Muitas pessoas conhecem a Idade Média apenas por manuais escolares ou documentários. Estar diante de um componente real de um navio histórico é diferente: veem-se cortes, fissuras, marcas de ferramentas. E percebe-se à escala humana quão grande é uma “costela” destas - e quão exigente seria construir um navio inteiro.

Objetos assim ajudam a dar corpo a conceitos abstratos como “nó comercial” ou “potência naval”. Um adolescente, ao ver a spante de perto, entende de imediato que cada viagem no Reno era um risco logístico - com correntes, bancos de areia, tempestades e tensões políticas ao longo das margens.

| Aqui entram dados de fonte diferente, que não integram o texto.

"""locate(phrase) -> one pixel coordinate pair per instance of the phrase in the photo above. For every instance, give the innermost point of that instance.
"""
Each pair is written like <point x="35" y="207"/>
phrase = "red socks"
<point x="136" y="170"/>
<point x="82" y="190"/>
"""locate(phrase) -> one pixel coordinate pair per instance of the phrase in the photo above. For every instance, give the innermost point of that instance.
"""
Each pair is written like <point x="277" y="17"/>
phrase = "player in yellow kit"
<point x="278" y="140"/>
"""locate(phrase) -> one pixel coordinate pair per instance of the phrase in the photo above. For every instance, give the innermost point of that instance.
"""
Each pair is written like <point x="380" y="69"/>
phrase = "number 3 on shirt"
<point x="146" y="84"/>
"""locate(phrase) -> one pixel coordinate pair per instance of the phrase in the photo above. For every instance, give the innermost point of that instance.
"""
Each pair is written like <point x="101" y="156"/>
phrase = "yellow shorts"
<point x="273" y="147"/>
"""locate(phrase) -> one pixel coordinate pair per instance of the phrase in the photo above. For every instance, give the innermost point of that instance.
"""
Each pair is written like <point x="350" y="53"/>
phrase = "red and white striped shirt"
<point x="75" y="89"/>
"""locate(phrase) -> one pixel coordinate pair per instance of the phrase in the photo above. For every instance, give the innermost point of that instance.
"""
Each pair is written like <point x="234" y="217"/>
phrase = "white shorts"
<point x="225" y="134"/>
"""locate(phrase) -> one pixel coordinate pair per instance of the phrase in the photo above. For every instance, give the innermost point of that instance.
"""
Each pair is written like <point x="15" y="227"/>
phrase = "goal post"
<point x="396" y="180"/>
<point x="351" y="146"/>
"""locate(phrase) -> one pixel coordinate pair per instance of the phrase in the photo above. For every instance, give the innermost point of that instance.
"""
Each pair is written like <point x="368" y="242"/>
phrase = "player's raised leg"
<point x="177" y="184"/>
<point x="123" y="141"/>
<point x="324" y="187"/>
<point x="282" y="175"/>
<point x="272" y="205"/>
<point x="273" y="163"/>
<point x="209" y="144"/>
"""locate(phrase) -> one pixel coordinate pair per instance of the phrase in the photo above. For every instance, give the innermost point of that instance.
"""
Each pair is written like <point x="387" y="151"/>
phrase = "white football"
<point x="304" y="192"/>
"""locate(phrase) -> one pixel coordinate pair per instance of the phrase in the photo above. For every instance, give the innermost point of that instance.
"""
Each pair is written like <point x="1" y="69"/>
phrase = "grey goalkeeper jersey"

Was dieser Fund für künftige Projekte im Boden bedeutet

O caso de Wijk bij Duurstede mostra, de passagem, como projetos modernos de infraestrutura precisam de ser planeados com sensibilidade em zonas carregadas de história. Escavadoras a trabalhar sem acompanhamento arqueológico em antigos territórios portuários ou centros históricos podem destruir vestígios valiosos de forma irreversível.

Muitas cidades nos Países Baixos, mas também na Alemanha, têm hoje regras claras: em obras maiores em áreas históricas, arqueólogos costumam estar de prevenção ou são chamados rapidamente assim que surgem achados fora do normal. A descoberta atual reforça o argumento para alargar esses padrões em vez de os reduzir - apesar da pressão de custos e prazos.

Para a ciência, a spante é apenas o começo. Nos próximos meses poderá ficar claro se existem mais partes do casco nas imediações. Mesmo alguns fragmentos adicionais - um pedaço do costado, um encaixe de caverna, um resto da zona da quilha - poderiam afinar a identificação do tipo de navio e acelerar bastante uma eventual reconstrução.